A lot can be done by paying attention to the default settings of software and systems. Most of us won’t change these so if they are secure from the outset any loss of privacy will be minimised. However companies like Facebook make more money the more public we make our data so there’s no incentive for them to set privacy-enhancing defaults.
We need to press for legislation that protects privacy: comprehensive laws regulating what can be done with personal information about us and more privacy protection from the police. However the law finds it difficult to keep up with the pace of technological change.
We also need to start talking about the value of privacy. We want it as a social good. Individual privacy protects us from those in power and it’s also a fundamental human need. Privacy is a part of dignity.
Schneier rejects the security versus privacy notion as a false dichotomy. Only identity-based security reduces privacy and the effectiveness of this is limited. Physical security measures such as locks and burglar alarms don’t reduce privacy. Nor does knowing that you might have to fight back if terrorists hijack your flight. We don’t need to know who’s sat next to us on an aeroplane – we just need to know know whether they’re planning to blow it up! However checking intent is difficult so we check identity instead and pretend that’s the same thing.
Privacy and openness have different effects on Governments and citizens. Government secrecy increases its power whereas transparency and openness reduces it. Conversely, forced openness in people increases the inbalance in power between them and the state, yet forced openness in Government reduces the gap. The balance we need to strike is between liberty and control not privacy and security. Real security comes from having both liberty and privacy.
The above notwithstanding, sometimes we are forced to trade between security and privacy, for example when we give the police the power to search our homes. In such cases we can maintain the balance of power through audit and oversight.

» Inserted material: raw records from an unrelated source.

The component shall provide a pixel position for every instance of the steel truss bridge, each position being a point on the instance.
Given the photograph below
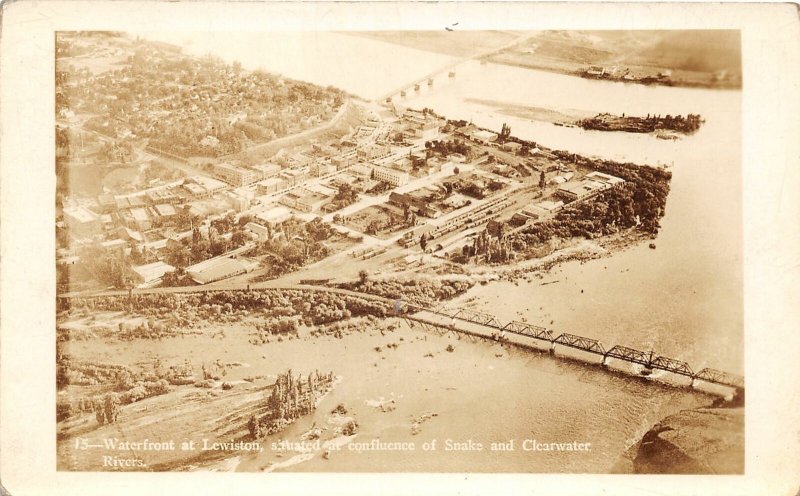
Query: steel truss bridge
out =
(487, 327)
(497, 331)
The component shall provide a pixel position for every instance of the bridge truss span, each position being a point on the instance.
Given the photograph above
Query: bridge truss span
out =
(672, 365)
(629, 354)
(529, 330)
(580, 343)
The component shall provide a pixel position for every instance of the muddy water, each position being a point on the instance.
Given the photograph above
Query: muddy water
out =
(481, 392)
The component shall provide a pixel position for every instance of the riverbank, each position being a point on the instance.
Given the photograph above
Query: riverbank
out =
(707, 440)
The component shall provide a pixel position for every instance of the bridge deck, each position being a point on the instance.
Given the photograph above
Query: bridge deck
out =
(487, 322)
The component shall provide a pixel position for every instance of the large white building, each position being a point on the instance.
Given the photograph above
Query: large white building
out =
(392, 176)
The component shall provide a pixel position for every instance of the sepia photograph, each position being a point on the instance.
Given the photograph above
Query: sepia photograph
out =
(399, 248)
(471, 251)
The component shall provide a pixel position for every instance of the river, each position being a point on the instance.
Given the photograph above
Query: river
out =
(683, 299)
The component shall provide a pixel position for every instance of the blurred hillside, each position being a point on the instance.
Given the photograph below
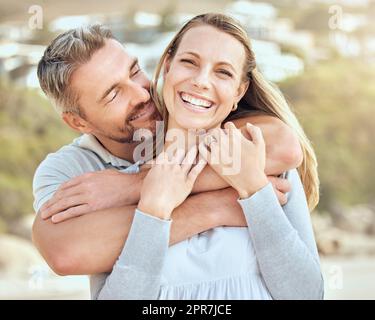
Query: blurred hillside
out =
(322, 59)
(29, 129)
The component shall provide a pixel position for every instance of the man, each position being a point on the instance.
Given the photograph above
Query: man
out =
(102, 93)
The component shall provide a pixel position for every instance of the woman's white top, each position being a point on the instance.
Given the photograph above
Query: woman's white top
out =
(275, 257)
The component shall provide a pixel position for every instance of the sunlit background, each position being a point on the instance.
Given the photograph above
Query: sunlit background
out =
(322, 55)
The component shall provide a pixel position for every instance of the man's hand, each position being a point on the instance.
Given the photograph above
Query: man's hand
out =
(91, 192)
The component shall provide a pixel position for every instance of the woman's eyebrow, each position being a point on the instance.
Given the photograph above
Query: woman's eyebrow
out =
(217, 63)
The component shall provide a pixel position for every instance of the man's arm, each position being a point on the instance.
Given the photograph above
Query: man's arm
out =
(91, 244)
(120, 189)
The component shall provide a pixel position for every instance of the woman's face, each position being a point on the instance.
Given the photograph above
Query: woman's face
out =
(203, 80)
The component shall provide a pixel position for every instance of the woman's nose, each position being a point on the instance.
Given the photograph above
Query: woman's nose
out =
(202, 79)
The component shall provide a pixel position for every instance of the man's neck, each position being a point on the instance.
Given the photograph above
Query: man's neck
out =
(120, 150)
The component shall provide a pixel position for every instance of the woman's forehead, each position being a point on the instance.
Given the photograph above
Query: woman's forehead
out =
(209, 42)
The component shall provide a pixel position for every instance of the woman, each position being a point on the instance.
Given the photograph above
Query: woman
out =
(275, 257)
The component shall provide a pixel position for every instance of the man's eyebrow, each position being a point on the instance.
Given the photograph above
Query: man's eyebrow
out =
(220, 62)
(133, 64)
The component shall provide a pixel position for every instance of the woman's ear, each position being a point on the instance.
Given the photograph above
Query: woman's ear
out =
(167, 65)
(242, 90)
(76, 122)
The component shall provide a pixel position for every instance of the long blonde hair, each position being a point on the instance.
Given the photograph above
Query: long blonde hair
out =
(261, 96)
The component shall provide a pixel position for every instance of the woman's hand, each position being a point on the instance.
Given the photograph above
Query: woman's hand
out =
(247, 157)
(169, 182)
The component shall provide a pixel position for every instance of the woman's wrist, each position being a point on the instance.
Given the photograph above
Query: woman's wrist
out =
(159, 210)
(258, 182)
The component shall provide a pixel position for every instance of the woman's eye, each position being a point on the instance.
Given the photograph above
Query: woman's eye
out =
(187, 61)
(226, 73)
(136, 71)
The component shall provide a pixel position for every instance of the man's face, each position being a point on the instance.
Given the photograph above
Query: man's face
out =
(114, 94)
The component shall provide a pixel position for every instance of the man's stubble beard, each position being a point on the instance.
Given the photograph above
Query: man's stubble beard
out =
(129, 129)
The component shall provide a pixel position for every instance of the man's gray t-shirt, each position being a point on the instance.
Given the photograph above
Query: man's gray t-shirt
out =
(84, 154)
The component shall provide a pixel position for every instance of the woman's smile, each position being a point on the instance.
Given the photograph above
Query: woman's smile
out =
(196, 103)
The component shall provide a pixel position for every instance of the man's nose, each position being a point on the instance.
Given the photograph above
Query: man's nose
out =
(139, 94)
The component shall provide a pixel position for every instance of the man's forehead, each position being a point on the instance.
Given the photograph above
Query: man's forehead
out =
(111, 61)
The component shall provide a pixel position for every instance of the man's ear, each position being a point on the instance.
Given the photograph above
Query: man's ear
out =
(76, 122)
(242, 90)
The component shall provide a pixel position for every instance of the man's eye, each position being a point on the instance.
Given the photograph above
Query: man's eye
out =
(113, 97)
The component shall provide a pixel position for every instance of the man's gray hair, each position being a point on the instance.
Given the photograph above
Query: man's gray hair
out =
(62, 57)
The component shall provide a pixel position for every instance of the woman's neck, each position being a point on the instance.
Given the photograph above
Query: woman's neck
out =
(178, 137)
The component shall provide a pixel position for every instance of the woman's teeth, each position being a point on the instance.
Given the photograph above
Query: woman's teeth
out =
(195, 101)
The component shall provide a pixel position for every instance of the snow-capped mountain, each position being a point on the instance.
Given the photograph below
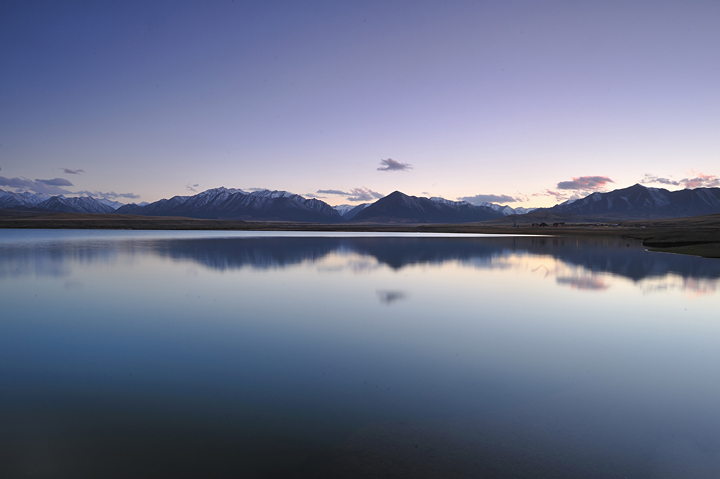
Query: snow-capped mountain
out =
(508, 210)
(61, 203)
(502, 209)
(80, 204)
(443, 201)
(8, 199)
(230, 203)
(111, 203)
(348, 212)
(399, 207)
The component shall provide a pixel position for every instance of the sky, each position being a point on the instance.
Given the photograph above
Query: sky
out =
(526, 103)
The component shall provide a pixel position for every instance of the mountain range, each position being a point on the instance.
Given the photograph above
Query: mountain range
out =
(635, 202)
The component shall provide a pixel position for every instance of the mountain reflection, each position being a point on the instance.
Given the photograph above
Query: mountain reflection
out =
(584, 259)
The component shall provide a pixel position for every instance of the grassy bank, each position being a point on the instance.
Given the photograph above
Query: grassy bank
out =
(696, 235)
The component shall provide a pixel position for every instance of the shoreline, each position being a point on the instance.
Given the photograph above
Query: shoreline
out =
(697, 236)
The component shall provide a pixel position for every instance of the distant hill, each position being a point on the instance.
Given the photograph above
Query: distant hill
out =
(398, 207)
(633, 203)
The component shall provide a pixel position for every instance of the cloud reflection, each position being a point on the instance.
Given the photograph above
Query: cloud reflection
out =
(389, 297)
(588, 283)
(583, 264)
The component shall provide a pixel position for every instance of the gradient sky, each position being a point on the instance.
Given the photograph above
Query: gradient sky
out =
(527, 101)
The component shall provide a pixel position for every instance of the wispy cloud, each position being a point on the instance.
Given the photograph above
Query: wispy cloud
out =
(701, 180)
(652, 179)
(55, 182)
(363, 194)
(392, 165)
(559, 195)
(477, 199)
(333, 192)
(50, 187)
(111, 195)
(586, 183)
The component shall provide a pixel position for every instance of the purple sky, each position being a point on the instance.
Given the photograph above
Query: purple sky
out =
(526, 103)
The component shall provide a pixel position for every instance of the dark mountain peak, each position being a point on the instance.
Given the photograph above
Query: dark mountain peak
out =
(640, 202)
(399, 207)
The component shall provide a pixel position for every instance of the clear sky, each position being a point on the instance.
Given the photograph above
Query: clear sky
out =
(523, 102)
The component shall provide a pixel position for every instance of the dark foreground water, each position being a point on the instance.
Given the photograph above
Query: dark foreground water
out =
(139, 354)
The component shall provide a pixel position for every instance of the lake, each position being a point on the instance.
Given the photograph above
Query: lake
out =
(248, 354)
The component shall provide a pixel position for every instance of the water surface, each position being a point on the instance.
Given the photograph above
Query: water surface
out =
(181, 354)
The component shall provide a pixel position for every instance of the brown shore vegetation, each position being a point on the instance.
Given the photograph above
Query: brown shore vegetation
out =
(699, 235)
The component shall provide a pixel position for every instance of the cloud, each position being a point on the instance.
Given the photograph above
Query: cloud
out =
(392, 165)
(111, 195)
(49, 187)
(488, 199)
(333, 192)
(588, 183)
(55, 182)
(559, 196)
(389, 297)
(655, 179)
(701, 180)
(363, 194)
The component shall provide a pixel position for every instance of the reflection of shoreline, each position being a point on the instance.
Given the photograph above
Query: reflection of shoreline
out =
(593, 255)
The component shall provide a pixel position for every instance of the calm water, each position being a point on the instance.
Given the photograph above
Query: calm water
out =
(175, 354)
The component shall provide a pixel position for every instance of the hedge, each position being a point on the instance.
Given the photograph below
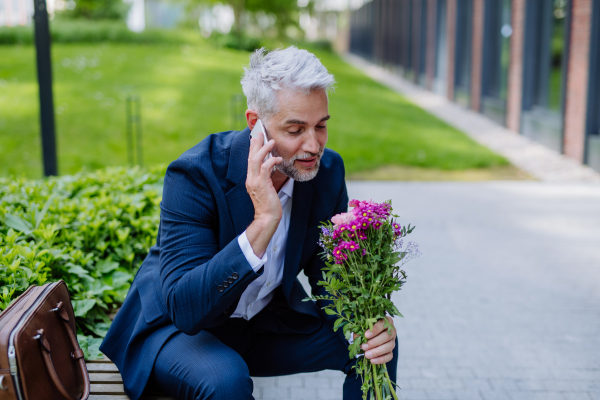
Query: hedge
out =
(92, 229)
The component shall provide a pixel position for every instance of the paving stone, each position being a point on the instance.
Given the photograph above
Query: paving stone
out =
(505, 299)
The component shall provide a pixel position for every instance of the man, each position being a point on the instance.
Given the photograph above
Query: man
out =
(217, 299)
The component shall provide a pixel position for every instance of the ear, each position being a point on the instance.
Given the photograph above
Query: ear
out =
(251, 118)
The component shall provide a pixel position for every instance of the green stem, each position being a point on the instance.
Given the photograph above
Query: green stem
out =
(392, 387)
(375, 384)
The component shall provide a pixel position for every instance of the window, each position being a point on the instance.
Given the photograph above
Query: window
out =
(462, 71)
(423, 45)
(545, 57)
(496, 57)
(441, 47)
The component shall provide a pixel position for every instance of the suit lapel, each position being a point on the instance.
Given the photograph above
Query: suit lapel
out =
(301, 205)
(239, 203)
(241, 208)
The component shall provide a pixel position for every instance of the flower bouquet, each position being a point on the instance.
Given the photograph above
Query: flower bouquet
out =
(363, 252)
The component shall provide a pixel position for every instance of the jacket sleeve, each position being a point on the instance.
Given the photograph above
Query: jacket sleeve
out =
(315, 264)
(199, 282)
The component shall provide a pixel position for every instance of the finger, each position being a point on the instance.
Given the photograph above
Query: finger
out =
(378, 340)
(380, 350)
(386, 358)
(377, 328)
(384, 336)
(262, 152)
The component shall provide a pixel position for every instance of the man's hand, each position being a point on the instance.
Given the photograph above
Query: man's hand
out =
(380, 343)
(267, 206)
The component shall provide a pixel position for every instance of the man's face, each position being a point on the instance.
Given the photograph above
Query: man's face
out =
(300, 132)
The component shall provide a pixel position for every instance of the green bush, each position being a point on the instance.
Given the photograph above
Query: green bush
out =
(92, 229)
(81, 31)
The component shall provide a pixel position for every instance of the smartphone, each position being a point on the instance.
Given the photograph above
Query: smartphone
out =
(259, 129)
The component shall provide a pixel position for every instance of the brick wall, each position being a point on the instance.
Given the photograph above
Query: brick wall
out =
(477, 54)
(577, 79)
(430, 68)
(515, 69)
(451, 32)
(416, 36)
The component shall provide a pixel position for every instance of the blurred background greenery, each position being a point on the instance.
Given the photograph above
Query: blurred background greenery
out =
(187, 73)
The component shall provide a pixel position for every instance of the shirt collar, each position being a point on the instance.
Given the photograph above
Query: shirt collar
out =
(288, 188)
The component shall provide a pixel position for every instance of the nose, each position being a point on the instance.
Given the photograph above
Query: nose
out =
(311, 144)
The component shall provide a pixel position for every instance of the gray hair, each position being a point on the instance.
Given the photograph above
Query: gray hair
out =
(291, 68)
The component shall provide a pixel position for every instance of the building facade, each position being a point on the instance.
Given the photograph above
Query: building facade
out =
(531, 65)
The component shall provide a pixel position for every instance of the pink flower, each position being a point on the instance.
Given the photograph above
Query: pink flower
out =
(342, 219)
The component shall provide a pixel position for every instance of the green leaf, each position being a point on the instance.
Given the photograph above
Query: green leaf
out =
(18, 223)
(329, 311)
(81, 307)
(105, 266)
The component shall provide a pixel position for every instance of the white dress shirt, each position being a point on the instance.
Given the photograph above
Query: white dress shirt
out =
(258, 293)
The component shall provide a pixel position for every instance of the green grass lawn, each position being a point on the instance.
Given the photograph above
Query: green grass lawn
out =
(185, 92)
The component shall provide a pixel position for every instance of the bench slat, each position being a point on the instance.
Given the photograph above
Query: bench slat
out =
(96, 377)
(107, 388)
(102, 367)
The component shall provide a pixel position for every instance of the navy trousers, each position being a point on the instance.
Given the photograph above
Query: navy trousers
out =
(216, 364)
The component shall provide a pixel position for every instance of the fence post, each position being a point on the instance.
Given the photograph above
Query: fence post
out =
(44, 69)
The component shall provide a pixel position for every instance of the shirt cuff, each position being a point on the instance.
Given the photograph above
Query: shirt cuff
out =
(255, 262)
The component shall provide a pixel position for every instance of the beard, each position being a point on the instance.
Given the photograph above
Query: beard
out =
(287, 167)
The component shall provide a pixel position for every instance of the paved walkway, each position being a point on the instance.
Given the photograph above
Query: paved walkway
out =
(539, 161)
(504, 303)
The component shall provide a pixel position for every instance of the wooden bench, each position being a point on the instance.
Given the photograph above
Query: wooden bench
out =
(107, 384)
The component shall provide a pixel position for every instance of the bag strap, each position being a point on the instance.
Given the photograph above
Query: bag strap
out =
(77, 354)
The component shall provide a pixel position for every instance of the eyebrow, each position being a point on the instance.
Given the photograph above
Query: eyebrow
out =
(298, 122)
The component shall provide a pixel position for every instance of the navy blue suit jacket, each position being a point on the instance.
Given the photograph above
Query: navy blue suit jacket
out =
(205, 207)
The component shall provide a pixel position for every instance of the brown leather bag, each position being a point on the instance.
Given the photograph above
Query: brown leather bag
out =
(39, 355)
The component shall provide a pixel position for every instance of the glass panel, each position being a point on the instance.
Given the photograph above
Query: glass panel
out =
(496, 57)
(557, 47)
(462, 78)
(441, 48)
(423, 44)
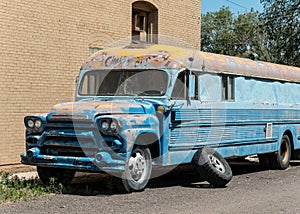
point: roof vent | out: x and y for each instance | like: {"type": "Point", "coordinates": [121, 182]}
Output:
{"type": "Point", "coordinates": [253, 56]}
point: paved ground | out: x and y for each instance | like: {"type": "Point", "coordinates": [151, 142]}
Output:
{"type": "Point", "coordinates": [251, 190]}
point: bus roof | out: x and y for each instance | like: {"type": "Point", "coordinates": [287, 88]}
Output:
{"type": "Point", "coordinates": [162, 57]}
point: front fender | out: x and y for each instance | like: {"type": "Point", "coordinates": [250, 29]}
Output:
{"type": "Point", "coordinates": [132, 126]}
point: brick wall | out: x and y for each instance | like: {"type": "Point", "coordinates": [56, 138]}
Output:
{"type": "Point", "coordinates": [43, 44]}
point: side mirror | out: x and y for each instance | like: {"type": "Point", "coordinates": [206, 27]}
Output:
{"type": "Point", "coordinates": [192, 86]}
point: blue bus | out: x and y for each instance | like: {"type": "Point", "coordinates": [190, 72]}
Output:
{"type": "Point", "coordinates": [141, 106]}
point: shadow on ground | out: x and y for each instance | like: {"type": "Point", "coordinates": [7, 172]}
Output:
{"type": "Point", "coordinates": [185, 176]}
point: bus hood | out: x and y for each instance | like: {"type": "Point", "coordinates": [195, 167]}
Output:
{"type": "Point", "coordinates": [89, 109]}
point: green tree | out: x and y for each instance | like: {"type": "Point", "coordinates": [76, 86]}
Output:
{"type": "Point", "coordinates": [281, 24]}
{"type": "Point", "coordinates": [217, 32]}
{"type": "Point", "coordinates": [223, 33]}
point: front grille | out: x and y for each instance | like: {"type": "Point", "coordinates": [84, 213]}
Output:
{"type": "Point", "coordinates": [70, 139]}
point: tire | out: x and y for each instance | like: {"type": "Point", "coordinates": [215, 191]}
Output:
{"type": "Point", "coordinates": [265, 161]}
{"type": "Point", "coordinates": [281, 159]}
{"type": "Point", "coordinates": [63, 176]}
{"type": "Point", "coordinates": [137, 171]}
{"type": "Point", "coordinates": [212, 167]}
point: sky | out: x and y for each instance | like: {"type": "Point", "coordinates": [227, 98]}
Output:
{"type": "Point", "coordinates": [236, 6]}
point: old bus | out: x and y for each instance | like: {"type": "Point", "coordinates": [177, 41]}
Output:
{"type": "Point", "coordinates": [138, 107]}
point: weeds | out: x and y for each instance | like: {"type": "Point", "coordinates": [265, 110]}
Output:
{"type": "Point", "coordinates": [14, 189]}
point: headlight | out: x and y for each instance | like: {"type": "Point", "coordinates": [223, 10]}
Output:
{"type": "Point", "coordinates": [104, 125]}
{"type": "Point", "coordinates": [30, 123]}
{"type": "Point", "coordinates": [113, 126]}
{"type": "Point", "coordinates": [38, 123]}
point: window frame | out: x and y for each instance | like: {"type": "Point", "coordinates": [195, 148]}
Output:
{"type": "Point", "coordinates": [228, 87]}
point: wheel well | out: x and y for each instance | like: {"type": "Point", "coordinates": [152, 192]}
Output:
{"type": "Point", "coordinates": [151, 141]}
{"type": "Point", "coordinates": [290, 135]}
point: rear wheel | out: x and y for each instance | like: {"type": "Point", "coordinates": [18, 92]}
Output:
{"type": "Point", "coordinates": [281, 159]}
{"type": "Point", "coordinates": [212, 167]}
{"type": "Point", "coordinates": [63, 176]}
{"type": "Point", "coordinates": [265, 161]}
{"type": "Point", "coordinates": [137, 171]}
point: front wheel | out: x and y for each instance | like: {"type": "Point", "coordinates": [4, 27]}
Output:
{"type": "Point", "coordinates": [137, 171]}
{"type": "Point", "coordinates": [63, 176]}
{"type": "Point", "coordinates": [281, 159]}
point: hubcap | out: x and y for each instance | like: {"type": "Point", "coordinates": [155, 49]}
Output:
{"type": "Point", "coordinates": [284, 151]}
{"type": "Point", "coordinates": [136, 165]}
{"type": "Point", "coordinates": [216, 163]}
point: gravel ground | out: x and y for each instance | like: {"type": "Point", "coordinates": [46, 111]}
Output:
{"type": "Point", "coordinates": [252, 190]}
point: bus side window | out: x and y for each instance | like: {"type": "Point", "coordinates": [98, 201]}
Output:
{"type": "Point", "coordinates": [180, 87]}
{"type": "Point", "coordinates": [228, 92]}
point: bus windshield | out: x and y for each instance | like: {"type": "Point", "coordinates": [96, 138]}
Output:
{"type": "Point", "coordinates": [124, 83]}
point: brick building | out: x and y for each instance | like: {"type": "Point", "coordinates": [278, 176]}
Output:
{"type": "Point", "coordinates": [43, 44]}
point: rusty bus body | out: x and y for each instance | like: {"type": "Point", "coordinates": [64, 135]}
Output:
{"type": "Point", "coordinates": [159, 106]}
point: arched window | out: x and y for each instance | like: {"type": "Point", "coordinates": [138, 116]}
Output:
{"type": "Point", "coordinates": [144, 22]}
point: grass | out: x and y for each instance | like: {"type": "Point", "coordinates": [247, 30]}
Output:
{"type": "Point", "coordinates": [14, 189]}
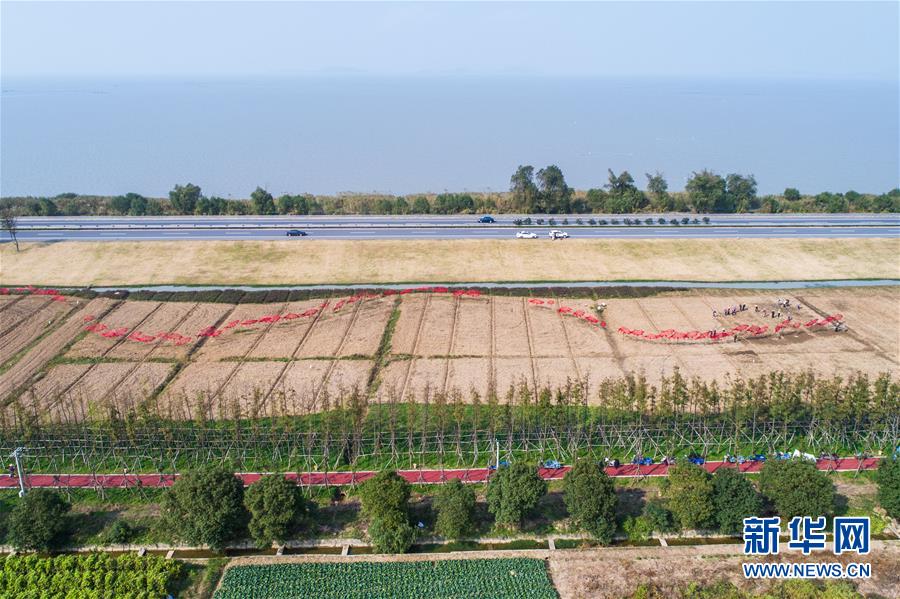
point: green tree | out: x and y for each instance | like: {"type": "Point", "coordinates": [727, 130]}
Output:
{"type": "Point", "coordinates": [138, 205]}
{"type": "Point", "coordinates": [740, 193]}
{"type": "Point", "coordinates": [421, 205]}
{"type": "Point", "coordinates": [9, 221]}
{"type": "Point", "coordinates": [658, 189]}
{"type": "Point", "coordinates": [38, 521]}
{"type": "Point", "coordinates": [205, 506]}
{"type": "Point", "coordinates": [590, 497]}
{"type": "Point", "coordinates": [690, 495]}
{"type": "Point", "coordinates": [555, 194]}
{"type": "Point", "coordinates": [734, 499]}
{"type": "Point", "coordinates": [514, 491]}
{"type": "Point", "coordinates": [391, 532]}
{"type": "Point", "coordinates": [523, 189]}
{"type": "Point", "coordinates": [121, 204]}
{"type": "Point", "coordinates": [624, 196]}
{"type": "Point", "coordinates": [888, 479]}
{"type": "Point", "coordinates": [659, 516]}
{"type": "Point", "coordinates": [274, 504]}
{"type": "Point", "coordinates": [455, 506]}
{"type": "Point", "coordinates": [791, 194]}
{"type": "Point", "coordinates": [706, 191]}
{"type": "Point", "coordinates": [184, 198]}
{"type": "Point", "coordinates": [262, 202]}
{"type": "Point", "coordinates": [285, 204]}
{"type": "Point", "coordinates": [385, 492]}
{"type": "Point", "coordinates": [797, 488]}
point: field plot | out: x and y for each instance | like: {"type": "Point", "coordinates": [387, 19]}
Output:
{"type": "Point", "coordinates": [365, 334]}
{"type": "Point", "coordinates": [283, 339]}
{"type": "Point", "coordinates": [17, 310]}
{"type": "Point", "coordinates": [238, 341]}
{"type": "Point", "coordinates": [79, 392]}
{"type": "Point", "coordinates": [17, 336]}
{"type": "Point", "coordinates": [472, 334]}
{"type": "Point", "coordinates": [170, 316]}
{"type": "Point", "coordinates": [126, 316]}
{"type": "Point", "coordinates": [516, 578]}
{"type": "Point", "coordinates": [259, 360]}
{"type": "Point", "coordinates": [200, 317]}
{"type": "Point", "coordinates": [437, 328]}
{"type": "Point", "coordinates": [407, 329]}
{"type": "Point", "coordinates": [194, 389]}
{"type": "Point", "coordinates": [469, 374]}
{"type": "Point", "coordinates": [510, 330]}
{"type": "Point", "coordinates": [327, 335]}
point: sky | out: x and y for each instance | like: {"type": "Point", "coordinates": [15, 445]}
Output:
{"type": "Point", "coordinates": [831, 40]}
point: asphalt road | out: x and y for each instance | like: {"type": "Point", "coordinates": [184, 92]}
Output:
{"type": "Point", "coordinates": [471, 475]}
{"type": "Point", "coordinates": [446, 227]}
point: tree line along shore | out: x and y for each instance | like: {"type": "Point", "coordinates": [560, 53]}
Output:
{"type": "Point", "coordinates": [531, 191]}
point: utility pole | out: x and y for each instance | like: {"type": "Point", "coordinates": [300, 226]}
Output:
{"type": "Point", "coordinates": [16, 454]}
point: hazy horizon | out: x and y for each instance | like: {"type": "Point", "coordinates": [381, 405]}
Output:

Search warrants are a security measure that restrict police searches to only those cases where a magistrate – an impartial advocate for the suspect – can be convinced there are reasonable grounds for suspicion.
Schneier concluded that the death of privacy is over-stated. Left unregulated and unconstrained, technology tends to tip the balance of our society against individual privacy, however it doesn’t make the balancing act go away. Society can choose to deliberately reset the balance with legislation.
We may ultimately have to wait for a new generation of digitally-savvy lawmakers to take office before the the future of privacy can be guaranteed in the information age.